Country
Guatemala
Location
Acatenango
Altitude (masl)
1,650-1,750 m.a.s.l.
Varieties
Catuai, Caturra, Geish, Typica
Finca La Esperanza is a small 12 hectare farm situated right on the slopes of the Acatenango volcano. With an altitude 1500m above the sea level, an average rainfall of 1300mm and dynamic volcanic soils create perfect conditions for growing spectacular coffees.
In 1950 Don Federico Perez planted first coffee trees in La Esperanza, changing corn crop permanently to coffee. In 1990 the farm was acquired by Hector de la Roca Perez who decided to renovate the farm and plant new varieties like Caturra and Pache.
After passing of Don Hector the farm has been owned and managed by his two grandsons; Erik and German. Their vision for the farm is managing with strong technical, agronomic and financial foundations that leads to positive changes for the environment in which the farm is sustained, that includes workers, natural enviroment and the owners.
It is so encouraging to see two brothers collaborating, working closely together and complementing each other’s skills.
German has been working at ANACAFE as a Q grader for the last 5 years which gave him all the abilities to carry out La Esperanza’s quality control. German’s brother, Erik works in the field managing agricultural side of the farm and its coffee processing.
In 2019 the brothers decided to start a wet milling process on the farm premises which gave them more control and influence to achieve high and consistent quality. Despite limited conditions like no water or electricity access they made it happened.

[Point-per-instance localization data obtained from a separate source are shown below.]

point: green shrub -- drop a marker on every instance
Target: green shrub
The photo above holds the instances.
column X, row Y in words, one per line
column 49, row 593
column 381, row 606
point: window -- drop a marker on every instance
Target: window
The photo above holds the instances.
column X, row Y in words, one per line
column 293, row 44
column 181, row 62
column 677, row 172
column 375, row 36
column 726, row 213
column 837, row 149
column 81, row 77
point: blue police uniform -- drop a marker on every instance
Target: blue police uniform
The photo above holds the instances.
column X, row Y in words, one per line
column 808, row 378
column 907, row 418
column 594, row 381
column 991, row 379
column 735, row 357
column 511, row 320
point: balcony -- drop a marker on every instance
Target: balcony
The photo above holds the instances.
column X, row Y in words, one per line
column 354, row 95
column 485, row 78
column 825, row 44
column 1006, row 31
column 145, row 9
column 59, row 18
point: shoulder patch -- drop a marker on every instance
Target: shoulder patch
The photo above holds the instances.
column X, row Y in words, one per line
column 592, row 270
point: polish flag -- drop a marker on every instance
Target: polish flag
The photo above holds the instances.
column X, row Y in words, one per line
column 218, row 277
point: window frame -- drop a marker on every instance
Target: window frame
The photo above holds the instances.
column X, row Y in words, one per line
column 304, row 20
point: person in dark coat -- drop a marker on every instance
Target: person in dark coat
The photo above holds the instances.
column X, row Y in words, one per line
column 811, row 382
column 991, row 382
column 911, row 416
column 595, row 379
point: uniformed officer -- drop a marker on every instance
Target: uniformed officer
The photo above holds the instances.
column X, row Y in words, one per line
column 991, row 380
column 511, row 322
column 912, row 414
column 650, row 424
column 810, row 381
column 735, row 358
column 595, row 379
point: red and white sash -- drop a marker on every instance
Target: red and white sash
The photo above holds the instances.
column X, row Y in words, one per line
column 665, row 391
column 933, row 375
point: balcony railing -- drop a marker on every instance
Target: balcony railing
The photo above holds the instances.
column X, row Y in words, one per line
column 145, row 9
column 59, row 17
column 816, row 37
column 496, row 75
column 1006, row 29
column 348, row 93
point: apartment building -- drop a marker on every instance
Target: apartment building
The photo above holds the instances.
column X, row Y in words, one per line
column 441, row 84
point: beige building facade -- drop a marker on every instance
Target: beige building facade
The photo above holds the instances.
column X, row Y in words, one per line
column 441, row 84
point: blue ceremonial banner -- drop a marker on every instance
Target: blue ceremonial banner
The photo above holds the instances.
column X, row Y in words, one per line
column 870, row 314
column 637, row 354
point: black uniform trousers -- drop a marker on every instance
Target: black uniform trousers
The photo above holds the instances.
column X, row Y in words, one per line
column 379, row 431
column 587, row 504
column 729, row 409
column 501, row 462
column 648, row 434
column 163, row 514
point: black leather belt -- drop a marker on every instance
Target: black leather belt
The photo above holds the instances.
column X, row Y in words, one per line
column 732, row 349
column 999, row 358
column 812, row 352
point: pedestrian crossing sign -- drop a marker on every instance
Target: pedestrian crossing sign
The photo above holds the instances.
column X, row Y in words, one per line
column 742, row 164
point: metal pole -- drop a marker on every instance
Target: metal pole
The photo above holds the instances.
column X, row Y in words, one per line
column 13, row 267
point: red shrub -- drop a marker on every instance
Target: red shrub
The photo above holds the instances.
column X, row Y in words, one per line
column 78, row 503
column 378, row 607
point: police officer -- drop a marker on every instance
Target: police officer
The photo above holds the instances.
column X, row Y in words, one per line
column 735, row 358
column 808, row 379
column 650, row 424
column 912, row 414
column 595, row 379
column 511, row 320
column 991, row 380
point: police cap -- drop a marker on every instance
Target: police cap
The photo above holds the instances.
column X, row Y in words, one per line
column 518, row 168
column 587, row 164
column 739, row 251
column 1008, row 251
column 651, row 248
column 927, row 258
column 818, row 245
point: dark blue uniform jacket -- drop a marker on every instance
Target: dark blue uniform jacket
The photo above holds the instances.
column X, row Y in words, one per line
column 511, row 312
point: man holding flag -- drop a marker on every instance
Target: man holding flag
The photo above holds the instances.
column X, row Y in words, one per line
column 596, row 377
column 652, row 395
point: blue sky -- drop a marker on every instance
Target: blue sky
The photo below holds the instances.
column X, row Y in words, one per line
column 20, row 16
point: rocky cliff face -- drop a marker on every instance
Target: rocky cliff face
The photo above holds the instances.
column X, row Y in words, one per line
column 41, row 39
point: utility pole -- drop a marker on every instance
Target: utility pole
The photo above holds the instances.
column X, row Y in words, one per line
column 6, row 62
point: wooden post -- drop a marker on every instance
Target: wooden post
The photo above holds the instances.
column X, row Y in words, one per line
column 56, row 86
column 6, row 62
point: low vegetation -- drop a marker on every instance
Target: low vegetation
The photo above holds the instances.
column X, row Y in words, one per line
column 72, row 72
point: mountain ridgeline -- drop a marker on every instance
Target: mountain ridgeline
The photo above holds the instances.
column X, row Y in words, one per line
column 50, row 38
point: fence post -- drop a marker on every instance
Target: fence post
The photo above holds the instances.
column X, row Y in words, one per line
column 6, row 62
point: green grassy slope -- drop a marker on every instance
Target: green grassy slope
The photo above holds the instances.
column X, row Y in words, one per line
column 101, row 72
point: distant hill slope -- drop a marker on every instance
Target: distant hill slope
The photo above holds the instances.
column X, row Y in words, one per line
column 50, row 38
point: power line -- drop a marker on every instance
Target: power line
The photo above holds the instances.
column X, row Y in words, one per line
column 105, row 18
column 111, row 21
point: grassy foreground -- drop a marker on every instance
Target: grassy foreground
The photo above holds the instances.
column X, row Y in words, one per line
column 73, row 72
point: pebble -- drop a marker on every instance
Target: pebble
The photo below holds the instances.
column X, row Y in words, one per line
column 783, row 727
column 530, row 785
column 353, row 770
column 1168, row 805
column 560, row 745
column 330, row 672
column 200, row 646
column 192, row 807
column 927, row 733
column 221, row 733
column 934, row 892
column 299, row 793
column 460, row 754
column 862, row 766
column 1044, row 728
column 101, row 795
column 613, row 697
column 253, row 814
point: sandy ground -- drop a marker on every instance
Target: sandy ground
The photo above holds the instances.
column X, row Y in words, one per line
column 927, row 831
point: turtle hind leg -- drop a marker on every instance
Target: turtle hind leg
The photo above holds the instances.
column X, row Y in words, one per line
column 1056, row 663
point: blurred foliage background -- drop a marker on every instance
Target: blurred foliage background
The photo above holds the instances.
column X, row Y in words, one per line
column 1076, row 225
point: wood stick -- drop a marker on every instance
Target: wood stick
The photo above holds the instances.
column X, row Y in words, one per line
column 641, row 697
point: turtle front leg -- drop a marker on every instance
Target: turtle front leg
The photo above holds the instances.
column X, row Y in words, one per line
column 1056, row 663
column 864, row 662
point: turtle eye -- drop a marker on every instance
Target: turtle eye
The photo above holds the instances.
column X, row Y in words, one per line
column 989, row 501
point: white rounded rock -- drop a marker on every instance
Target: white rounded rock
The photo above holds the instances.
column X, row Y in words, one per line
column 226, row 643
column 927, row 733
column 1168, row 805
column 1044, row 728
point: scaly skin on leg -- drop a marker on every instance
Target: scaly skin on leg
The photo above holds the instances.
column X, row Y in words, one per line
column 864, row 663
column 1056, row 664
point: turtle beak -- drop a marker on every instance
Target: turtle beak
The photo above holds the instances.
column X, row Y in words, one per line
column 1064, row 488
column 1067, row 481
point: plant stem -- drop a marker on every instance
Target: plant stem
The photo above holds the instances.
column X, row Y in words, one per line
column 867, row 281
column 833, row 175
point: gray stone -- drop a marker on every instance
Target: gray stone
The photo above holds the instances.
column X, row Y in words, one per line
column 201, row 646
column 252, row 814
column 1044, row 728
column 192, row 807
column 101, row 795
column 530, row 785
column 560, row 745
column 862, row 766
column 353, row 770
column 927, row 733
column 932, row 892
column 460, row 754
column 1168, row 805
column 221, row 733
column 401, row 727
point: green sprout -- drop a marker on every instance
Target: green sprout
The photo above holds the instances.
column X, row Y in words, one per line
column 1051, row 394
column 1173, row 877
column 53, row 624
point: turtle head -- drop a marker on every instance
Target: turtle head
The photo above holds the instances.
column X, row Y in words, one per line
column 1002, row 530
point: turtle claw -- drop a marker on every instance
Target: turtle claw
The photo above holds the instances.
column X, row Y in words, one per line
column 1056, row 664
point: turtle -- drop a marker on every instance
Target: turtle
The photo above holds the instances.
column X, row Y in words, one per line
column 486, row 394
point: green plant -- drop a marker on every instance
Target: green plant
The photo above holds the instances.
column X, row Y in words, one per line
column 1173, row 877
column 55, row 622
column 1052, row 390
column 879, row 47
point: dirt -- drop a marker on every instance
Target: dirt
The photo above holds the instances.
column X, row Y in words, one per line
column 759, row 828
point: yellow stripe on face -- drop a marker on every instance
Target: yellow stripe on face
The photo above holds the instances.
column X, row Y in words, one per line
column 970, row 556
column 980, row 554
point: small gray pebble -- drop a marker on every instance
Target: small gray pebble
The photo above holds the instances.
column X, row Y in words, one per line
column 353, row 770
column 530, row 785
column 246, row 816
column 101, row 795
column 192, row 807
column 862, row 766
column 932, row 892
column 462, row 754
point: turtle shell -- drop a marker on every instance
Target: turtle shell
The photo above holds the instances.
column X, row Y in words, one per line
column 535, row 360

You can taste all their effort in their coffees that are full of character, elegance and well layered fruity flavors. The coffees that we are able to share with you this year have been processed by using a manual pulper with minimal use of water.
After depulping the coffee is dried on raised beds, cleaned and picked from all cascara particles to assure quality and avoid the risk of overfermentation. All of this is done manually by workers who are specifically assigned to this task.
Coffee is moved regularly to guarantee even drying. At La Esperanza honey method is often use as water acces is limited.
Washed coffees are also depulpedwith the manual pulper and
next, the coffee is wet fermented in barrels from 36-40 hours. After this process coffee is carefully washed in the same barrels and moved to raised beds to finish the process.